Community Strategy Insights

The latest insights on community strategy, technology, and value by FeverBee’s founder, Richard Millington

Social Scaling Processes

Richard Millington
Richard Millington

Founder of FeverBee

This is a typical situation. You start a community. You initiate discussions, you prompt people to participate in discussions. You invite members to join.

You reach 50 members, then 100. A majority of them continue to be active. You know every member.

Then you reach critical mass. That 100 members become 250, then 500. You gradually shift to macro-level activities. Activity keeps rising, but the number of newcomers which become regulars declines. The level of personal contact, which was so essential in keeping a member active, is unsustainable over the long term (or non-scalable).

You can’t maintain active relationships with 500 people. The problem here is you failed to scale the community.

There are four elements of scaling;

1) Social scaling processes. These include actions performed by people. This means volunteers, insider groups, rituals, and habits.

2) Technological scaling processes.

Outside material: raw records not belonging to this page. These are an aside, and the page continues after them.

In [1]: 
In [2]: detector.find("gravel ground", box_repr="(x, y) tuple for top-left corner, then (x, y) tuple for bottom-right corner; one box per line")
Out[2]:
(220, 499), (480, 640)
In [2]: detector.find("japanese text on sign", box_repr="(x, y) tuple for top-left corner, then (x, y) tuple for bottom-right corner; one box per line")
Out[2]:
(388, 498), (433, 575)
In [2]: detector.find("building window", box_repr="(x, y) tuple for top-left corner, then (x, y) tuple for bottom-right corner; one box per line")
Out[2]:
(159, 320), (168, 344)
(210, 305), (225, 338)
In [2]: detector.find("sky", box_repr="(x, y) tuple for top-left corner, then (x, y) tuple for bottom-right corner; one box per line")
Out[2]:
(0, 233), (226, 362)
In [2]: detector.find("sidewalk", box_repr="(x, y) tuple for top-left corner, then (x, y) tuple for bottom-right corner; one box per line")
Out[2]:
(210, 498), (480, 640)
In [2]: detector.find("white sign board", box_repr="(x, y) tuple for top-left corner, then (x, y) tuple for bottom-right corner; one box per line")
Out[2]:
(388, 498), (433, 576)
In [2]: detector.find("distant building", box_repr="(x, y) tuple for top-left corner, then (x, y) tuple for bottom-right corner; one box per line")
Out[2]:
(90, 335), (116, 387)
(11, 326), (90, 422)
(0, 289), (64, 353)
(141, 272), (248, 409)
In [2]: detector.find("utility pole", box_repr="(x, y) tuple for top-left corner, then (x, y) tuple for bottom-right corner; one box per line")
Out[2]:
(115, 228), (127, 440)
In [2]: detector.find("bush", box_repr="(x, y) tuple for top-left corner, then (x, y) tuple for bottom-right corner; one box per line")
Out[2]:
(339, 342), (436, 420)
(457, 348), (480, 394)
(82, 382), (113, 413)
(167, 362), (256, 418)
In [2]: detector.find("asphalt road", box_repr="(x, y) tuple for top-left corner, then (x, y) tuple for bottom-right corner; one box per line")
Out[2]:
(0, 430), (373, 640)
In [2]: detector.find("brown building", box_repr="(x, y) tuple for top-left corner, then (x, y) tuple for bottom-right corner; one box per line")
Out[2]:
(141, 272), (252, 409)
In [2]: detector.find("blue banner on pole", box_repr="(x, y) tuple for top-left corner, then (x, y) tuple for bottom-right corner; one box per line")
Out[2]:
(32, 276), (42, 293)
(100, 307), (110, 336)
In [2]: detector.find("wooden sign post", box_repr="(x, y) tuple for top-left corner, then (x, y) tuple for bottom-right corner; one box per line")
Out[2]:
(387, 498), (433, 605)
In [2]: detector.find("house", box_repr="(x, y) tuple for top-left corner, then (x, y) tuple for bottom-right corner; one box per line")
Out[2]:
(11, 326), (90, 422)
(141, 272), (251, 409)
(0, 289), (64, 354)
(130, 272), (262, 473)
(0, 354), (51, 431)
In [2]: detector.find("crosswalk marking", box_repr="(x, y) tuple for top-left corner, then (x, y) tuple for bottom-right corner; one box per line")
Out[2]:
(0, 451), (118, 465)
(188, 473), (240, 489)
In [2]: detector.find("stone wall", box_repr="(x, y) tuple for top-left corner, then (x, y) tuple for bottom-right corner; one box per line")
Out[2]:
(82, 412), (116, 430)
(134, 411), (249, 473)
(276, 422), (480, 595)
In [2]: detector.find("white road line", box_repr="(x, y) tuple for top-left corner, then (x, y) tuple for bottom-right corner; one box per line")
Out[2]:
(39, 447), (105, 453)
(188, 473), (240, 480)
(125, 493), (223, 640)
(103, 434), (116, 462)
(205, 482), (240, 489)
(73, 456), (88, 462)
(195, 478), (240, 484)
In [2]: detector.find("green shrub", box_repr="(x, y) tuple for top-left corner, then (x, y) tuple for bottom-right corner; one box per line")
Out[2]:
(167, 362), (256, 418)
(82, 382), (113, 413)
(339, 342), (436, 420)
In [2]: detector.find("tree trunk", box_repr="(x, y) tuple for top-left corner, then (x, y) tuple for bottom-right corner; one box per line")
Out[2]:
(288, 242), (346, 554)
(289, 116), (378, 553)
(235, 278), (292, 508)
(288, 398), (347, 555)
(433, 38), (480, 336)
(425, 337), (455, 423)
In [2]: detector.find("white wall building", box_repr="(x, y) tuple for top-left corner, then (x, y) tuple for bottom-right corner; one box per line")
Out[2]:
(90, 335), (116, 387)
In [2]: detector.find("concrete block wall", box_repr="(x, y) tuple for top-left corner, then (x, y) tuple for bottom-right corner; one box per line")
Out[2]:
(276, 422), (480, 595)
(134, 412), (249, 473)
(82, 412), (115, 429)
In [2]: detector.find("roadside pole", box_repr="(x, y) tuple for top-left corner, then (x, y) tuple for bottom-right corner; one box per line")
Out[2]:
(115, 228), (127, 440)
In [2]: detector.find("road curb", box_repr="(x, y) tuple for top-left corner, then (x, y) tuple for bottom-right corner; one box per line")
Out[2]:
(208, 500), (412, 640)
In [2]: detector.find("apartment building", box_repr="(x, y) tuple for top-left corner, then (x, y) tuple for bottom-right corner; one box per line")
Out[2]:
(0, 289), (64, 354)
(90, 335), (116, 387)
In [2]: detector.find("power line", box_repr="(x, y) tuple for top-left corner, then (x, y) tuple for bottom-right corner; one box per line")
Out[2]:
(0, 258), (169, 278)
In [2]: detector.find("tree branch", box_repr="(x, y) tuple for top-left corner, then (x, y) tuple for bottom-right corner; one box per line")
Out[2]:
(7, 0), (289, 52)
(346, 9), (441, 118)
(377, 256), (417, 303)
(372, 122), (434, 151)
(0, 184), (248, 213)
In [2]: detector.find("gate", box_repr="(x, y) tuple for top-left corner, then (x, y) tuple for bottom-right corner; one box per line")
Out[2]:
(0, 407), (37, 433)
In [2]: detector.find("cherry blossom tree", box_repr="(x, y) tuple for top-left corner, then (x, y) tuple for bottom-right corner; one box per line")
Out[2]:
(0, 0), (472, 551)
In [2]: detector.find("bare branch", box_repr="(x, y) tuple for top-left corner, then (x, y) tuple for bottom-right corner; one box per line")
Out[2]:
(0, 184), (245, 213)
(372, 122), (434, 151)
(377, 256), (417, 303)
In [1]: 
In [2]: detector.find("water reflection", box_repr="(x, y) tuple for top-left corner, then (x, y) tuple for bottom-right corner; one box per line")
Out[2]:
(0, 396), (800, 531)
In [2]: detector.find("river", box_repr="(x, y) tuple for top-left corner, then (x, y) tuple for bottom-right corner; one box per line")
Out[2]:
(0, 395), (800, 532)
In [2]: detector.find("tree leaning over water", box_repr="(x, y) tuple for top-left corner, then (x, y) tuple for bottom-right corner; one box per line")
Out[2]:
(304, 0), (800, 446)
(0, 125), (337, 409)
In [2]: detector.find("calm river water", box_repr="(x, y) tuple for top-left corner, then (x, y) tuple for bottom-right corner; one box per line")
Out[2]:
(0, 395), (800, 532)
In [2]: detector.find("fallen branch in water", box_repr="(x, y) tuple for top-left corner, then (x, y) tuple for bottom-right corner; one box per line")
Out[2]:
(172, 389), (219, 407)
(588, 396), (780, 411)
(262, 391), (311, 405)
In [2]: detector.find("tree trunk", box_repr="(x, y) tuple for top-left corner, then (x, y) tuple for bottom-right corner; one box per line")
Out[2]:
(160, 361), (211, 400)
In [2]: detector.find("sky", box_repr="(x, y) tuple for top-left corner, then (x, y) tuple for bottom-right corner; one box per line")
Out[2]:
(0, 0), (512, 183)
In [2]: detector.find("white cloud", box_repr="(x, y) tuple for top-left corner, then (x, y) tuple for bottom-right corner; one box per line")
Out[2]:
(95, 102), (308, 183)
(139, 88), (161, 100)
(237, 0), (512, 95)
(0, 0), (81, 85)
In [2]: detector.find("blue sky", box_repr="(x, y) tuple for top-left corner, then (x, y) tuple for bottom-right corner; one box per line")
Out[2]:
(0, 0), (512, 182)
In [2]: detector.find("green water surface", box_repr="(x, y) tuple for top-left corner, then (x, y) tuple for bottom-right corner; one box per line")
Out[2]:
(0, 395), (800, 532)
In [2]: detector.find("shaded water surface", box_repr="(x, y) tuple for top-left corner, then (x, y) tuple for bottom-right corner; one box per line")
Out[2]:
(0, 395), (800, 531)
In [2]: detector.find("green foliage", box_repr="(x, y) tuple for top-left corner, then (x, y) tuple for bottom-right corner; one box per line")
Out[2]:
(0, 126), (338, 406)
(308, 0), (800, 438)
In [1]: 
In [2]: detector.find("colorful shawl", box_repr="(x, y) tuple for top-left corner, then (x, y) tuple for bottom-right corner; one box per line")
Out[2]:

This includes notifications, automation, and physically handling the increased load without breaking.

3) Business/Organizational scaling processes. This includes how the organization interacts and integrated with the community. This covers feedback loops, investing, and growing the community team.

4) Personal scaling processes. This is how you personally handle growth. This includes how you allocate your time, acquire skills to grow the community, and take yourself out of as many processes as possible. How do you spend your time? Acquire skills to manage a growing team

You need to begin scaling in the establishment phase of the community lifecycle (not mitosis – that’s too late).

Using our example above, you need to recruit volunteers very early, coach them to build relationships with newcomers and keep the newcomer rate high as you move on to new things. This is a social scaling process.

This isn’t the only method, there are other potential social scaling processes too. You might also create a ritual for regular members to welcome newcomers every Friday, or a habit of responding to someones first post in the community with a unique welcome.

The goal is to maintain the same level of contact and quality whilst you move to manage processes and not individuals.